We know it’s hard for a proud parent to think this way but your little baby needs SOX appeal. Yes, even though you’ve been running a private company, you’re finally going to have to pay attention to all those SOX client alerts that has been clogging your in-box from every law firm that can spell C-A-S-H-C-O-W.

As you know, the CEOs and CFOs of those potential deep pocket strategic (that’s read: public) buyers have to sign those pesky 302 and 906 certifications that, under SOX, subject them to personal liability and jail time for the accuracy of their public companies’ financials. The prospect of target’s sketchy financials getting morphed into the buyer’s essentially means that CEOs and CFOs may be taking personal responsibility for target’s financial statements and results of operation. It’s no wonder that public company buyers are turning up the due diligence heat on private targets.

For example, if a target’s officer is to become an officer of the public buyer, then buyer wants due diligence on any loans currently in place for that officer (remember, SOX prohibits loans to executives and directors). This is a particular problem for fund-back companies because the buyout guys always want management to have significant skin-in-the-game, which many times means company loans to officers to buy stock. A public buyer must now deal with these loans as it structures comp arrangements for target managers that will stay on.

We could drone on about the SOX parade of horrors but we’ll leave that to others. Just remember that SOX doesn’t have any grace periods for a private target’s un-SOXy things when being acquired by a public company (except the one about 302 certifications not applying to target’s financials filed in an 8-K relating to an acquisition).
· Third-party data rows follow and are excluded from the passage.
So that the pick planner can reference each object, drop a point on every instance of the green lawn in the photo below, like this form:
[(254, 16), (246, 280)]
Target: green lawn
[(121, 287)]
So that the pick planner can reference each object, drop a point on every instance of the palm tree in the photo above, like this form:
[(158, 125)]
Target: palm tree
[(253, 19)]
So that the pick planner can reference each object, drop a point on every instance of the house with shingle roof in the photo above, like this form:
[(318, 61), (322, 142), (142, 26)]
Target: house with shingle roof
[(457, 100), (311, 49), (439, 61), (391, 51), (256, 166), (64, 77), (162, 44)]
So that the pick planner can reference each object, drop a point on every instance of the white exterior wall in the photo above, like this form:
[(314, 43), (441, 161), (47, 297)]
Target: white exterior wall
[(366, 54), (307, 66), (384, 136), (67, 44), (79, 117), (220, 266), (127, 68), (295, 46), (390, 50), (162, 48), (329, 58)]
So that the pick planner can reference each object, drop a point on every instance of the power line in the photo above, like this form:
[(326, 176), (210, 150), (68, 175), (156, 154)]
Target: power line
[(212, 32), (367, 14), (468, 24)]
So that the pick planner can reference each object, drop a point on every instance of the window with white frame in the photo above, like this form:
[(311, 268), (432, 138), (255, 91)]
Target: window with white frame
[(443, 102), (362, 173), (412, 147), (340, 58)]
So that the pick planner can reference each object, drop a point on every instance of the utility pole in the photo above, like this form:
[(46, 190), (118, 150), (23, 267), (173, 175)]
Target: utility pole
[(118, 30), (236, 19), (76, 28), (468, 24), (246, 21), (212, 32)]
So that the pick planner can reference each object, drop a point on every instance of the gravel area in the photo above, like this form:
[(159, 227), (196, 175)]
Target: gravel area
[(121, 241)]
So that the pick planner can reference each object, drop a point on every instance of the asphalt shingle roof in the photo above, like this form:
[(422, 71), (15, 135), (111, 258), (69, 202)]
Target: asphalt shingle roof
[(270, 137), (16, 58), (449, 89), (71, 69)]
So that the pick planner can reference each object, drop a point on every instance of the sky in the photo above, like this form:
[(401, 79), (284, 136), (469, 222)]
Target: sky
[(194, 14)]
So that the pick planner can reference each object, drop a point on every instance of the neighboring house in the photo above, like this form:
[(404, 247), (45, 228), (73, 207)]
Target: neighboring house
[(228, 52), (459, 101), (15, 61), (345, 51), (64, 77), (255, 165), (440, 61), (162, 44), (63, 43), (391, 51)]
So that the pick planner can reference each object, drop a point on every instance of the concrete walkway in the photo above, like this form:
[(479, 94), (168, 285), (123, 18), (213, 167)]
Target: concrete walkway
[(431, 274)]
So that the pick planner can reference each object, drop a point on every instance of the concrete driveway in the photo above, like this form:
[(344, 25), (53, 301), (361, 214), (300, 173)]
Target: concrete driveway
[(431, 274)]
So, it may turn out that the most attractive private company acquisition prospects are those who have the their financial and corporate governance house in order so that it can seamlessly fold into SOX compliant public buyers. If you don’t care about silly things like exits (sale or IPO), liquidity (publicly registered debt) or you simply feel “too SOXy for your shirt”, feel free to run your private company like your own little fiefdom with no regard to SOX compliance. On the other hand, if you want to eventually sell or do an IPO, you may have unwittingly whacked your debutante with a big ugly-stick.